= Havre Electronic Bomb Scoring Site =

Havre Electronic Bomb Scoring Site (HC 30, Box 8000; Havre MT 59501–8000 in 1989) is a Formerly Used Defense Site for USAF evaluation of aircrews on training missions. The site was initially established for the 1965 Fairchild Trophy, the Strategic Air Command Bombing and Navigation Competition. (Havre Bomb Plot); the RBS Express was stationed at a siding near Chinook, Montana; and a new "temporary mobile radar site" 35 mi northeast of Havre, Montana, was announced in 1982 ("MDL 35"). The 1983 site was in Hill County, Montana, with seven semi-trailers, and a new permanent site was approved by 1984 for also north of Havre ("new operations facility and housing for 74 military personnel [planned for] late 1985.") "Upon decommissioning of [the mobile site at] Havre, MT Serial Number 7 went to Detachment 18, Forsyth, Montana for SAC Bomb-Comp 1987 and then to Detachment 20, 1 CEVG (Conrad, Montana) in early 1988."
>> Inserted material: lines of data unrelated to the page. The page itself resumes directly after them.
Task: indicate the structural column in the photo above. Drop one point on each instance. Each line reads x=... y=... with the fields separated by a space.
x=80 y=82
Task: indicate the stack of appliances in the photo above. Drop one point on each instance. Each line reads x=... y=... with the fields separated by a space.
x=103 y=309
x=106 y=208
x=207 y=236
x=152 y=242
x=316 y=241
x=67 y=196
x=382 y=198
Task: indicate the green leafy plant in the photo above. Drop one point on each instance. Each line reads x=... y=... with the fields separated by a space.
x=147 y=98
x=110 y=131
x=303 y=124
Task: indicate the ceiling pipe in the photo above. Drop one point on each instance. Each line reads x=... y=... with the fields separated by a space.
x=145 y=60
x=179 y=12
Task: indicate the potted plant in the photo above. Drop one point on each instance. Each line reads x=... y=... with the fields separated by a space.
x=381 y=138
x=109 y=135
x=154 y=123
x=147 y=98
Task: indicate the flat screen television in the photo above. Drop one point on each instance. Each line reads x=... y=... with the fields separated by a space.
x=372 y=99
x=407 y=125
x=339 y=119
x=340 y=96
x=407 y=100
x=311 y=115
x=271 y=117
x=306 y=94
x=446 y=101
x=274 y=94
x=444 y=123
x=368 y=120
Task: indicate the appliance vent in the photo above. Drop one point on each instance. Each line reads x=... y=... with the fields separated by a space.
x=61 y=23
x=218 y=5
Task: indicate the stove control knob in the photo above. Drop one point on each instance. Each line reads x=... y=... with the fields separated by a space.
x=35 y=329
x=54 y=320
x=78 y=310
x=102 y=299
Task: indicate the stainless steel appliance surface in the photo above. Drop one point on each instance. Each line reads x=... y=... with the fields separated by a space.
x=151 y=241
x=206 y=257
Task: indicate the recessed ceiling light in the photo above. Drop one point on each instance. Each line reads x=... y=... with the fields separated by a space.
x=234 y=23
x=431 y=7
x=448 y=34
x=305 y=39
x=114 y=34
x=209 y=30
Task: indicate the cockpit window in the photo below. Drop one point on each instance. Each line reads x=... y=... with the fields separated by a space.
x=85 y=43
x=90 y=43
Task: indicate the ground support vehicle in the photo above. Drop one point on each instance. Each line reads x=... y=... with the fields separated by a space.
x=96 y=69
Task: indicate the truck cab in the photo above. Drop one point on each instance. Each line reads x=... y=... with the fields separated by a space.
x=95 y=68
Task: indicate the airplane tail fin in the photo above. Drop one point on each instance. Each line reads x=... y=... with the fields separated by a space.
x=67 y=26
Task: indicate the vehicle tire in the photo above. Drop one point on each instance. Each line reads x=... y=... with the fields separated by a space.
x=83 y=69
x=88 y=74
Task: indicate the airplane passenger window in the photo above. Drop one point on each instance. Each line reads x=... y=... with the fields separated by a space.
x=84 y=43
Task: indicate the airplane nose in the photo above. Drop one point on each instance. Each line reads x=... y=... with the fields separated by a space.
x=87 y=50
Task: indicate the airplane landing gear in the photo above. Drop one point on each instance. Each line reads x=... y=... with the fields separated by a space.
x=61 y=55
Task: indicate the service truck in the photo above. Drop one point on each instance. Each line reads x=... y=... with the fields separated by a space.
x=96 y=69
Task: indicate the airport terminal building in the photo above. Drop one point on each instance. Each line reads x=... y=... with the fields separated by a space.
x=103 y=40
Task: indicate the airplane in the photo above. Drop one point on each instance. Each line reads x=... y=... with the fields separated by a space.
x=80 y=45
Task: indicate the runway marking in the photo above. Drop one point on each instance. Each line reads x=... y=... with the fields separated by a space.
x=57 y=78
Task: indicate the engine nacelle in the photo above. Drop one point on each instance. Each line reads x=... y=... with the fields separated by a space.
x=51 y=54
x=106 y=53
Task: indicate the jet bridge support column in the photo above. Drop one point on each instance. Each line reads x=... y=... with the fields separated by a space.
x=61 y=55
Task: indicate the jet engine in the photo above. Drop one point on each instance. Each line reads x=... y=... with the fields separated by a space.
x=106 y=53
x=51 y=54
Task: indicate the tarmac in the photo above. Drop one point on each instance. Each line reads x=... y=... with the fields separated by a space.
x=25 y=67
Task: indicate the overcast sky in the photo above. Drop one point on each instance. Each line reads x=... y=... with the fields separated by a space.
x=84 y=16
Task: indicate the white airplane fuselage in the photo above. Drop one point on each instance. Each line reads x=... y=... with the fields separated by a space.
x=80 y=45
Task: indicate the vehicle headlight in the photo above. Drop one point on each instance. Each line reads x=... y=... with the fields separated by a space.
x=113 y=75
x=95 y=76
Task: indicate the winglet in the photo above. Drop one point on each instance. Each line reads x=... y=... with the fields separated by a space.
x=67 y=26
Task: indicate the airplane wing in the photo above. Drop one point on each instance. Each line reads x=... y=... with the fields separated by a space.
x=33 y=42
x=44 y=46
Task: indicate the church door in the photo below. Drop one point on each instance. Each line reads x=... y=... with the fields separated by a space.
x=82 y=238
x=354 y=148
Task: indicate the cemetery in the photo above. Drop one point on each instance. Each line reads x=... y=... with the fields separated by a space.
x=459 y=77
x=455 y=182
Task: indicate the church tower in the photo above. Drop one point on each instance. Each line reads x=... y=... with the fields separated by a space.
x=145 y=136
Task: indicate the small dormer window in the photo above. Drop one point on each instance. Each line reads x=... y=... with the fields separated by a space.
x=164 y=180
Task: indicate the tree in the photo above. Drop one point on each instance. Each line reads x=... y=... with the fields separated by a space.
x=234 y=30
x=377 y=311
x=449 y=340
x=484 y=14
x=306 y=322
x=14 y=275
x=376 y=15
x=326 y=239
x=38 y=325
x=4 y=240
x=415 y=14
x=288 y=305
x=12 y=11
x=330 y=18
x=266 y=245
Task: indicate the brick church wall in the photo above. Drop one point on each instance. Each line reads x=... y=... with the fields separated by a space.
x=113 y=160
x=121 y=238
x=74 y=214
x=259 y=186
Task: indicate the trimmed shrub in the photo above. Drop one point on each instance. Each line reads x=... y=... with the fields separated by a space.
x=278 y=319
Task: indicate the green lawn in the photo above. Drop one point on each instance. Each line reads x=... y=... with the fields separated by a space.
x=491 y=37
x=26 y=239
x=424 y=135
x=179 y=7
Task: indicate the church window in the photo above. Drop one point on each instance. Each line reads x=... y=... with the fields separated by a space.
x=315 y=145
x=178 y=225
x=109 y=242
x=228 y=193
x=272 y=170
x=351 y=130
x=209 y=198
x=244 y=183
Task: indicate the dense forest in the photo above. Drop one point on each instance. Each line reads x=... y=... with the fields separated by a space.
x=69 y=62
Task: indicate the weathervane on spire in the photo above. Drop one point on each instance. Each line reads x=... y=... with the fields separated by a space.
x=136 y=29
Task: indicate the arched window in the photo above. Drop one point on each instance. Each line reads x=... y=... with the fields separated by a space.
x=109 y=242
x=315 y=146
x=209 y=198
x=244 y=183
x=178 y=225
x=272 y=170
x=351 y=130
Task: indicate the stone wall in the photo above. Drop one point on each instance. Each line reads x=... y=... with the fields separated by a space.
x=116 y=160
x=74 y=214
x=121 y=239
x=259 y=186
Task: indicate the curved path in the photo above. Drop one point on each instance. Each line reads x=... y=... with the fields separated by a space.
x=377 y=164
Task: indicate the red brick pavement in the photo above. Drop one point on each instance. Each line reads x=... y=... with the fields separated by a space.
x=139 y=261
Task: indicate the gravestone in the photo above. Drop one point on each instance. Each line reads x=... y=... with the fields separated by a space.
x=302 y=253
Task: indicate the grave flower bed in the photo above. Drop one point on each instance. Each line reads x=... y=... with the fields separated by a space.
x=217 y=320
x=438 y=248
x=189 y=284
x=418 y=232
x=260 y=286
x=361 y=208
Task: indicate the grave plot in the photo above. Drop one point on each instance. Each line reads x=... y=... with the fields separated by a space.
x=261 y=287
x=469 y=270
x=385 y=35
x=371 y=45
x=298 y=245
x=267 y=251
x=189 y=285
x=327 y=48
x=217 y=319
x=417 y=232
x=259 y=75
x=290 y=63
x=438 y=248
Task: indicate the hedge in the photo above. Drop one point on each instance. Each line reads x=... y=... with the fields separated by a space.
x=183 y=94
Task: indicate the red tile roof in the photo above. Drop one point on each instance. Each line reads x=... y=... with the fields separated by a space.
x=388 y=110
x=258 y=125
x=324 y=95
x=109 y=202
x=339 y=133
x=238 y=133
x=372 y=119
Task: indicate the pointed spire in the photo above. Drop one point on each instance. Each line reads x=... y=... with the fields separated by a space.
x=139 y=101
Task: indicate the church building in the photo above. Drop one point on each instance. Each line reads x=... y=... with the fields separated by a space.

In August 1986, the last Havre radar site was established when the Hawthorne Bomb Plot equipment from Nevada was emplaced at the permanent site. Detachment 17 of SAC's Radar Bomb Scoring Division operated equipment such as Radar Bomb Scoring centrals, jamming systems, and surface-to-air radar simulators. The site was 1 of the 6 permanent stations by 1989 along SAC's Strategic Training Range Complex used by the weapons school at Ellsworth AFB (SAC's Gen. Curtis E. LeMay Strategic Warfare Center activated August 1989.) Public Law 102–109 in 1991 allocated $700,000 for the Havre Strategic Training Range Site, which continued operations under Air Combat Command until June 1993. In 1998 at the Havre Training Site, Facility #1--Property Number 189530047, a one-story brick frame structure of 6843 sqft—was declared excess in the Federal Register.